Fatehgarh reservoirs in Aishwariya field, located in Barmer Basin of Rajasthan India, have very high CO2 content; ~80-90 mole% CO2 in the gas phase and ~10-40 mole% CO2 in the oil phase. Formation water sample has shown CO2 concentration of ~7500 ppm with a pH of ~5.6. The oil is moderately viscous and aqueous based chemical EOR techniques like polymer/ASP flooding have been identified as the most suitable for Aishwariya's field conditions. The presence of CO2 decreases the pH of a system. The viscosity of polyacrylamide polymers is known to decrease with reduction in pH; however, to the best of author's knowledge, commercial simulators do not have any method to directly model this viscosity dependence on pH. Therefore, a procedure was developed to capture the impact of CO2 on polymer in-situ viscosity in a reservoir simulation model.

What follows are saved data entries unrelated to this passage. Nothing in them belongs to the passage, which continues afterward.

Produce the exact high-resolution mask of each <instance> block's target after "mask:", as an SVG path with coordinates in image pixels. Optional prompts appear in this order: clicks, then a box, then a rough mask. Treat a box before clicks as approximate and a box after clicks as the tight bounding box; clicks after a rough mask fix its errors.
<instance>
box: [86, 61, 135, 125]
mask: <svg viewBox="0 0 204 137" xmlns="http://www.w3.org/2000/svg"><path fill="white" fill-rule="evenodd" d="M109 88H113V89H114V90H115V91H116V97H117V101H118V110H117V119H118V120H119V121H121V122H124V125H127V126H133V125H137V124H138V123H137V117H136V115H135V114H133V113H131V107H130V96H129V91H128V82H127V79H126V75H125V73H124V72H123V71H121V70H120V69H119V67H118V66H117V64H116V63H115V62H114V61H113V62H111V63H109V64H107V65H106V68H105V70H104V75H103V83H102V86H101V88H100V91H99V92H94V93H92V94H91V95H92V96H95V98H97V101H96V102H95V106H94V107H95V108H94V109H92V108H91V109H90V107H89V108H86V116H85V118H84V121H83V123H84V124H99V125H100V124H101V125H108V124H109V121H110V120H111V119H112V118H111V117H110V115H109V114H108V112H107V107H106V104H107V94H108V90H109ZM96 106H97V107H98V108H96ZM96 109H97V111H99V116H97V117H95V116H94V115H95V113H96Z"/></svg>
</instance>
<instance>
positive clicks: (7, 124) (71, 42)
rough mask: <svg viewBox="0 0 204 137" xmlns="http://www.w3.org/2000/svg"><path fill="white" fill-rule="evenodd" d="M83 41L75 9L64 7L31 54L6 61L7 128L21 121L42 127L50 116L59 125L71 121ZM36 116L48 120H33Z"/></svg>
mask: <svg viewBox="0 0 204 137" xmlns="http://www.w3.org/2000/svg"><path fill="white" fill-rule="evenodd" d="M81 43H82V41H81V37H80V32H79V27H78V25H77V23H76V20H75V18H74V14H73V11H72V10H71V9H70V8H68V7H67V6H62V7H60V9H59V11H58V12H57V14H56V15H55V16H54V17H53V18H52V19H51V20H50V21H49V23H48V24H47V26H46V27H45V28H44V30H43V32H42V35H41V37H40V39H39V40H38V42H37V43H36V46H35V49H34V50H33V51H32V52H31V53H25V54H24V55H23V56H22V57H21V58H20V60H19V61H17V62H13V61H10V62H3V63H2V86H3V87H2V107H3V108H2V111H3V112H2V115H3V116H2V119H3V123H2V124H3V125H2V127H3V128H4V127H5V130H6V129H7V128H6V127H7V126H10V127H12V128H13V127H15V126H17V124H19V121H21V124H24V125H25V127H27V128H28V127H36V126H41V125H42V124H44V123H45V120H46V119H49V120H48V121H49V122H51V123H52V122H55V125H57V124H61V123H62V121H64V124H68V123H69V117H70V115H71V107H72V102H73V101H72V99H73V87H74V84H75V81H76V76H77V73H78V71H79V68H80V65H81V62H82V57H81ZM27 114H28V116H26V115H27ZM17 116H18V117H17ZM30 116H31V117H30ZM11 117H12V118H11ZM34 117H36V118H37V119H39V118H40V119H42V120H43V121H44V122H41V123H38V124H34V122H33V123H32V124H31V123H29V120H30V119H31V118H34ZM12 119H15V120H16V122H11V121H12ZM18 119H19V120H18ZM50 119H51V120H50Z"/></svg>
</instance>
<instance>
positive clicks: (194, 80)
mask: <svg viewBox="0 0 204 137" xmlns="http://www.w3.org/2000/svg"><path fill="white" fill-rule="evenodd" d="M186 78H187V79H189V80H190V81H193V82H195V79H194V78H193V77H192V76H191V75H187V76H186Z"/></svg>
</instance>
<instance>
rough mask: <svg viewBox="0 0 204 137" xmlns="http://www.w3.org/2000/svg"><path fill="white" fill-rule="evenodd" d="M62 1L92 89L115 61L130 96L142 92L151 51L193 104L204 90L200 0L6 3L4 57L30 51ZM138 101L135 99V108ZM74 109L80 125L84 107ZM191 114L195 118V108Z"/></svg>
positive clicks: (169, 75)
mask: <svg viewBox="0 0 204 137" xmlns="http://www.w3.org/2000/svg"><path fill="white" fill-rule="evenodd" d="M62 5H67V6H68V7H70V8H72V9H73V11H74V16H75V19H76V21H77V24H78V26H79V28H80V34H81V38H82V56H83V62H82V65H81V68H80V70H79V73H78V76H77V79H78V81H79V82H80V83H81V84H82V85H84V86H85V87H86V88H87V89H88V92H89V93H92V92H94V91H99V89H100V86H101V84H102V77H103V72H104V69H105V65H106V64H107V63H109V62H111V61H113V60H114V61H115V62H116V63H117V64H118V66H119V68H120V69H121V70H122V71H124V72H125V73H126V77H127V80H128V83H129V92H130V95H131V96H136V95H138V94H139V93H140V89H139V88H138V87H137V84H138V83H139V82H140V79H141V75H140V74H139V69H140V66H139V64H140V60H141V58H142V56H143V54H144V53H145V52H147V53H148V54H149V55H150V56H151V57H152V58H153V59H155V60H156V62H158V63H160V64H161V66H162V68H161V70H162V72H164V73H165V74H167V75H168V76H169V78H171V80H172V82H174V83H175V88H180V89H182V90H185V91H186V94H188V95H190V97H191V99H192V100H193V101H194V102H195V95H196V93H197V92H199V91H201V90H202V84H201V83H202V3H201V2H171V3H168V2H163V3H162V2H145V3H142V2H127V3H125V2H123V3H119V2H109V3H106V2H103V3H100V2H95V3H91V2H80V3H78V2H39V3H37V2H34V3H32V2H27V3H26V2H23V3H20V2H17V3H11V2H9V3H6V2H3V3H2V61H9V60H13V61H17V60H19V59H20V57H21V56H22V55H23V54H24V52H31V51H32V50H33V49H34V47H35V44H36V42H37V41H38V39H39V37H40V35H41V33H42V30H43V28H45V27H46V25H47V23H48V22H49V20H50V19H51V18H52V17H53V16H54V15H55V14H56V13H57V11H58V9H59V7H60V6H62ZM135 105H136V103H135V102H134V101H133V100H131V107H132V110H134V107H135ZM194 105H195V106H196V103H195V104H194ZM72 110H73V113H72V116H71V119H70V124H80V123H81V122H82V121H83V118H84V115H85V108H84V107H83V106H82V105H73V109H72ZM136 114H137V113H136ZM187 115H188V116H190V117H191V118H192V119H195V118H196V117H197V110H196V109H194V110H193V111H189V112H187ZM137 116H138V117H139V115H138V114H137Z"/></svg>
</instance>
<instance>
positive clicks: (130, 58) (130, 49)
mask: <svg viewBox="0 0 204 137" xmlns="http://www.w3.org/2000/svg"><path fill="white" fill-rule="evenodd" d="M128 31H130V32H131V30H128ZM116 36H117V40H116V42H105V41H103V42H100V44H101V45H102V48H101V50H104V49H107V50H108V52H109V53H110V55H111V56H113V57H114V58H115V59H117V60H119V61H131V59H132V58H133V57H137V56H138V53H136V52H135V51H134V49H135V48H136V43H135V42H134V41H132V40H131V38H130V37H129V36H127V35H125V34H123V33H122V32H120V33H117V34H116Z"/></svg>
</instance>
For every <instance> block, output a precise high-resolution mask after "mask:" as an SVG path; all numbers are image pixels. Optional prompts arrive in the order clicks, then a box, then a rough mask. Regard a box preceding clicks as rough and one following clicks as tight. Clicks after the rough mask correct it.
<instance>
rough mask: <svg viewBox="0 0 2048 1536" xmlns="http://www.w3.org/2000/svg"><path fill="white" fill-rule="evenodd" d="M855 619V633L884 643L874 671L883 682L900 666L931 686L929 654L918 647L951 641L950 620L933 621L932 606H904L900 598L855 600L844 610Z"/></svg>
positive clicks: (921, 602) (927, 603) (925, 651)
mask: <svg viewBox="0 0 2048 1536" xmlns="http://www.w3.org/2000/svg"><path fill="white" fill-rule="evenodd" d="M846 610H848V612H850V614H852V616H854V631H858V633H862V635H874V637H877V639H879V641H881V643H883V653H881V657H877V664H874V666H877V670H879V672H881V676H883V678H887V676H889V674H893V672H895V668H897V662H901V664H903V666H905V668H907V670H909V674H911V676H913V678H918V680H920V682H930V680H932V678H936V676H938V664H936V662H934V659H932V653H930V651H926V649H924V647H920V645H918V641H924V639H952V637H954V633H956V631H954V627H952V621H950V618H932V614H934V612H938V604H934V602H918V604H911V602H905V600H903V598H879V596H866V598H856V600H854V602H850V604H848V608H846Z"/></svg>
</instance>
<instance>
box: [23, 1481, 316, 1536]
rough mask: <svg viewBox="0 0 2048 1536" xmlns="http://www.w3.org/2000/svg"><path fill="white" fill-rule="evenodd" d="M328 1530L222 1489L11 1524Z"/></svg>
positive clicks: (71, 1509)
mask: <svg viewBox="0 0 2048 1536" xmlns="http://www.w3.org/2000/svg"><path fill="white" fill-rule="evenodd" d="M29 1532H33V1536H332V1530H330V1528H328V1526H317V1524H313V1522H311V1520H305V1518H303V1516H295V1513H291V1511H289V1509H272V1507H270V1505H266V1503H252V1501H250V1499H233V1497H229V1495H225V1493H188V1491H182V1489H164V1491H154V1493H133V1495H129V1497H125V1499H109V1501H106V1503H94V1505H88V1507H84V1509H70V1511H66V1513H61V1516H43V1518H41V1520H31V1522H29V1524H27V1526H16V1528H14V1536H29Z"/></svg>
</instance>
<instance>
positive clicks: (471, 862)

An EOS based PVT model was first developed using PVT data from the field. This EOS was then used in a commercial compositional simulator to calculate the phase distribution of CO2 during an injection process. The liquid-liquid partitioning coefficient for CO2 was calculated as the ratio of CO2 mole fraction in oil phase to that in water phase. A similar model was then created in an "advanced process" reservoir simulator which modelled component distributions based on partitioning coefficients. For simplicity, the solution gas was assumed to be entirely composed of CO2. The CO2 component was defined as part of the aqueous phase instead of the default oleic phase. Data which related polymer viscosity to pH were used to create a "Viscosity-pH" table; other data permitted the construction of a "pH-CO2 concentration" relationship. Linking these two tables together allowed the development of a "Viscosity-CO2" function. Defining the CO2as an "aqueous phase salt component" enabled us to model the polymer viscosity variation with CO2 concentration. Simulation runs were then carried out both with and without the effect of CO2 on polymer viscosity and the results were compared.
The developed approach captured the impact of CO2 on the simulated polymer flood performance. It permitted us to quantify the amount of additional polymer that would be required to compensate for polymer viscosity loss in the presence of CO2. It helped to improve our confidence in polymer flood performance predictions for this field despite the presence of a significant amount of CO2.
The paper presents a step by step approach of utilizing commercially available simulation softwares to model the impact of in-situ CO2 on polymer flood performance. The proposed method can be applied in fields with high concentrations of CO2. The method can be extended for fields with lesser concentrations of CO2.